It’s not only True Romance celebrating a 20th anniversary this year — so is FX. The Hollywood Reporter spoke to many of our favorite people on our favorites shows (and Kurt Sutter!) about what it’s like to work for the two-decade-old network “that encourages smart TV (almost) without rules.”
The entire series is worth a read, but I especially like Archer creator Adam Reed’s write-up.
In 2008, after having yet another show canceled, I walked the 1,000-kilometer Via de la Plata, which runs from Seville in the south of Spain to Santiago de Compostela in the northwest. On the walk, I was to come up with a new show idea (to satisfy my slavering agents, Matt and Joel). But after 500 kilometers of rain, mud, broiling sun and barking dogs — alternating daily between two sets of clothes and four socks — I was an exhausted, bearded mess.

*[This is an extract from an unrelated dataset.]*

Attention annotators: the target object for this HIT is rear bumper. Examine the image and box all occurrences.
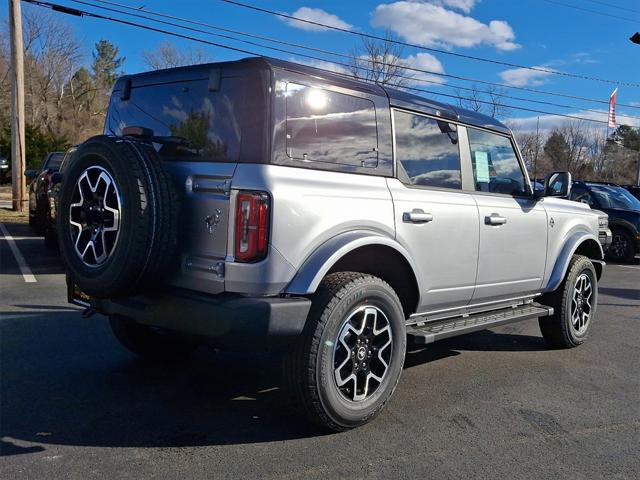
[91,289,311,339]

So I took a much needed laundry/ blister/sanity break in Salamanca, where the main industry, turns out, is breathtakingly, heartbreakingly beautiful women. They are everywhere. So I sat on the Plaza Mayor for three days — drinking either coffee or beer or gin, depending on the time of day — surrounded by these Spanish women who seemed both unaware and completely aware of their beauty. Occasionally they would glance over — and catch me gaping at them — and just smile at me like, “I know, right?” And for three days, I couldn’t even splutter “Buenos dias” to any of them.
And thus was Sterling Archer born — he would’ve absolutely sauntered over to a table full of those women and sat down and ordered an entire case of cava or whatever. (Via)
Weird. And here I was thinking all TV showrunners are astronaut hunks who only write when they’re bored with threesomes. Kind of like bloggers.